Nous voici donc invités à élargir singulièrement notre conception de l'Amour. Trop souvent nous nous enfermons si facilement dans un cercle étroit : nos relations sont souvent limitées, nos mentalités étriquées, nos positions partisanes, nos actes trop machinalement habituels !

Dans l’immense ouverture à laquelle le Christ nous invite par son mystère pascal que nous célébrons en chaque Eucharistie, il nous faut prendre la dimension du monde. Et si nous nous sentons faibles et incapables, le Christ intervient directement dans nos vies :
sa Parole en permanence nous éclaire ;
son Eucharistie, très fidèlement, nous redonne force et courage.
[La table de sa Parole et la table de son Pain qu'il ne faut surtout pas séparer !]

Essayons, durant la semaine qui vient, de nous situer vraiment dans cet Amour unique, universel dont la puissance est celle même de Dieu-Père ! “Tu aimeras le Seigneur ton Dieu… Tu aimeras ton frère… !“.

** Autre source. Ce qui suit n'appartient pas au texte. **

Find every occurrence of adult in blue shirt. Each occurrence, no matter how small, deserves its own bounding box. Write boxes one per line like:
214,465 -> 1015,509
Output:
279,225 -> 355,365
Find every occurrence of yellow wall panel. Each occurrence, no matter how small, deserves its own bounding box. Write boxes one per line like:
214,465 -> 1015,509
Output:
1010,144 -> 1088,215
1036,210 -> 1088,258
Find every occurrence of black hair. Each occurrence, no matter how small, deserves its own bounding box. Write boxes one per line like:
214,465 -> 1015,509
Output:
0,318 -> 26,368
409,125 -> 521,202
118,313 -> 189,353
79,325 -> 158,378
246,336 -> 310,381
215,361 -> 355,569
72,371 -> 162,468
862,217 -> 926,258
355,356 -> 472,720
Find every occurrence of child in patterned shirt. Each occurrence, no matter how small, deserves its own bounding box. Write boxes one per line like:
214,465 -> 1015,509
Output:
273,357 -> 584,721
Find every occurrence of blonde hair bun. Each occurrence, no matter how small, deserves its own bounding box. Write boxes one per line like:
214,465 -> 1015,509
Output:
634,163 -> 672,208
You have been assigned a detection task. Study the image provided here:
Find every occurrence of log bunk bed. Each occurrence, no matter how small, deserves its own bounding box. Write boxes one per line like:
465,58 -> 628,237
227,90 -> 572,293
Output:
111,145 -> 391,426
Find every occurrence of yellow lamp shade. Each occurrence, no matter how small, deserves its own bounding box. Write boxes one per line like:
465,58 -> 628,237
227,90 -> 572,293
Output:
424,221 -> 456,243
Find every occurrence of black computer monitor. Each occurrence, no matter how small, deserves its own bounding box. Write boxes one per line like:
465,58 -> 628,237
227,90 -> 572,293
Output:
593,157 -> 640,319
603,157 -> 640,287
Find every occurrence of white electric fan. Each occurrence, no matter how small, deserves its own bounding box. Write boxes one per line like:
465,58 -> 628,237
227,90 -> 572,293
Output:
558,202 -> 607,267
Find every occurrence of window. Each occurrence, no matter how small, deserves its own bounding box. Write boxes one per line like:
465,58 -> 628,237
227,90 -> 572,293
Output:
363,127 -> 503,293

Et alors nous entendrons à notre tour cette petite phrase singulièrement réconfortante : “Tu n’es pas loin du Royaume de Dieu !”.

(1) Est-ce une bonne traduction ? M. Chouraqui traduit non pas par “crainte“, mais par “frémissement“ : “tu frémiras d’Elohim !“.

 (2) Mgr Vladimir Ghika, prince roumain et prêtre, vivant à Paris. Revenant en son pays à la fin de la dernière guerre, il fut pris par les Allemands qui le tuèrent.